Essentially, the brain learns to reclassify unwanted sound as neutral or unimportant. Are you surrounded by loud sounds? A lot of loud noises where you live or work can cause hearing loss that triggers tinnitus. Those sounds can include the roar of machines, garden equipment, concerts and sporting events. If you have pulsating tinnitus, your doctor may be able to hear it when doing an exam (objective tinnitus).
Tinnitus is linked to a variety of comorbid conditions, including vestibular disorders, audiological problems, and behavioral health problems. There is no FDA-approved drug treatment for tinnitus, and controlled trials have found no drug, supplement, or herb that is more effective than a placebo. Medications can't cure tinnitus, but in some cases they can help reduce the severity of symptoms or complications. Noise-induced hearing loss, which results from damage to the sensory hair cells in the inner ear, is one of the most common causes of tinnitus.
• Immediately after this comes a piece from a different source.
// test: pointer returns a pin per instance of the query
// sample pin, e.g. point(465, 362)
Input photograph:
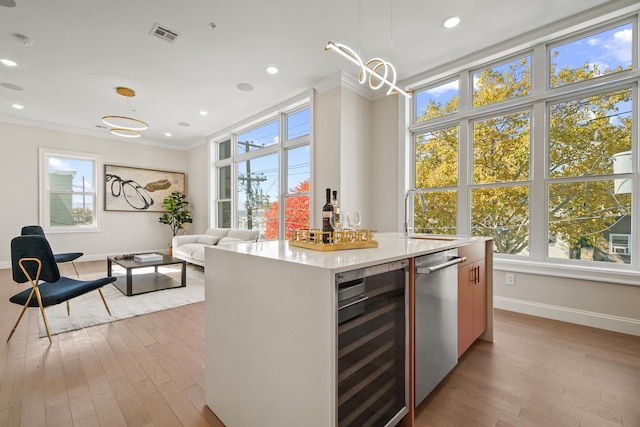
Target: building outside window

Your general health can affect the severity and impact of tinnitus, so it's also a good time to take stock of your diet, physical activity, sleep, and stress level and take steps to improve them. You may also be referred to an audiologist who can also measure your hearing and evaluate your tinnitus. People who suffer from tinnitus describe hearing a variety of different and sometimes intertwined sounds. If you have age-related hearing loss, a hearing aid can often make tinnitus less noticeable by amplifying external sounds.
Approximately 20 million people have problems with annoying chronic tinnitus, while 2 million have extreme and debilitating cases. Most of the time, tinnitus isn't a sign of a serious health problem, but if it's severe or doesn't go away, it can cause fatigue, depression, anxiety, and problems with memory and concentration. People who work in noisy environments, such as factory or construction workers, road crews or even musicians, can develop tinnitus over time when continuous exposure to noise damages the tiny sensory hair cells in the inner ear that help transmit sound to the brain. Anything you can do to limit your exposure to loud noises by staying away from the sound, lowering the volume, or wearing earplugs or earmuffs will help prevent tinnitus or keep it from getting worse.
Your doctor will ask you about your current health status, medical conditions, and medications to find out if an underlying condition is causing tinnitus.